Les flics nous polluent la vie

C’est anecdotique, juste un exemple parmi des millions de ce que signifie vivre dans un « état d’urgence », de ce que signifiait y vivre même avant l’urgence, c’est un épisode qui s’ajoute aux autres et qui accroît et légitime encore une fois la rage qui nous tient debout et nous colle à la peau.

A la fin d’une journée comme celle du 26 mai, on rentre chez nous fatigué.e.s et puant.e.s du gaz qui s’imprime sur nos visages et qui donne la sensation d’avoir inscrit en soi la force d’un mouvement. On a en nous une sorte de joie parce que ça a été « enfin une manif qui se passe bien », comme disait un tag à l’entrée de la place de la Nation. Parce que le cortège de tête, ce qu’on pourrait appeler la lymphe vitale des manif qui désormais nous donnent le rythme du quotidien, est toujours plus déterminé, plus grand, plus incisif. Parce qu’on est compact.e.s "qu’on casse ou pas" ou "qu’on bosse ou pas" [1] . C’est aussi ce jour que nous avons assisté au lancer d’une grenade de désencerclement par un policier qui a causé un blessé grave et dans notre peau, outre les gaz, les blessures et les tirs de flashball, il s’inscrit aussi une mémoire, la mémoire de la haine, quelque chose qu’après ces trois mois on ne pourra plus oublier. C’est quelque chose qui a changé la vie de celle-ux qui ne tenaient pas encore pour acquis que si tout le monde déteste la police, c’est parce qu’elle est le bras armé de l’ordre établi. Ils nous polluent la vie et on n’en peut plus de voir des colonnes de cars de CRS occuper les rues, d’entendre leurs sirènes, de voir des flics qui tabassent, qui interpellent, qui filment, qui existent...

Alors on rentre chez nous, avec en nous la mémoire de la haine et dans la peau le souvenir d’une journée qui donne l’envie de vivre, de continuer ce début de révolte parce que l’un ne peut plus aller sans l’autre. Sur le chemin du retour on a eu envie de laisser une dernière trace. On n’a pas le temps de finir qu’une voiture de flics nous arrête avant qu’on puisse partir. Après contrôle d’identité et fouille des sacs, ils ont envie de nous faire chier, de nous intimider. Un en particulier commence à nous mettre la pression avec ses discours qui puent la frustration. Il nous menace en disant – vous vous êtes bien amusés en manif sur Paris à lancer des pierres sur les CRS quand vous êtes 200 mais là vous êtes deux, vous faites moins les malins [...] On pourrait vous mettre dans un coin de rue, vous tabasser, vous fracasser la tête et vous laisser pour morts – il continue en disant qu’il pourrait aussi nous montrer le pouvoir de sa gazeuse parce que sans nos masques on ne peut rien. Il n’oublie pas de montrer son racisme en disant que pour quelqu’un qui n’est même pas français venir en France et commettre des actes de dégradation c’est un manque de respect et une honte. Il s’amuse aussi à faire des analyses sociologiques de comptoir en utilisant plusieurs éléments comme des vêtements noirs, notre provenance géographique, des gants et des masques dans nos sacs, pour proposer comme conclusion qu’on est des casseu.ses.rs... Comme si ça pouvait être une humiliation... Après avoir vomi sur nous leur dégoût ils partent en jetant par terre nos papiers.

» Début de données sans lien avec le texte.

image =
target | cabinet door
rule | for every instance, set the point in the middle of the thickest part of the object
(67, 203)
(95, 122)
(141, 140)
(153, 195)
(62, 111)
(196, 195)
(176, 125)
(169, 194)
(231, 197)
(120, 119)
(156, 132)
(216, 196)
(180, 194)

C’est anecdotique, juste un exemple parmi des millions de ce que signifie vivre dans un « état d’urgence », de ce que signifiait y vivre même avant l’urgence, c’est un épisode qui s’ajoute aux autres et qui accroît et légitime encore une fois la rage qui nous tient debout et nous colle à la peau. Toujours plus convaincu.e.s d’être du bon côté de la barricade et que les intimidations, les accusations, les interdictions, les violences, l’enfermement ne nous arrêterons pas.

Nous n’avons que notre rage à opposer à leurs armes et leurs menaces. Mais celle-ci, tout comme le nombre de celles et ceux qui la ressentent, grandit chaque jour. Chaque coup porté s’inscrit en nous. Et nos mémoires et nos corps ne les oublieront jamais. Elle boue déjà la rage et nous attendons avec impatience le jour où chacune des personnes lassées de la contenir, et de garder en elle ses traces, la laissera exploser à la sale gueule de l’État – qu’il soit d’urgence ou pas – et de son monde.

Notes

[1Titres de textes écris par des personnes de la banlieue parisienne distribués pendant les manif contre la loi travail.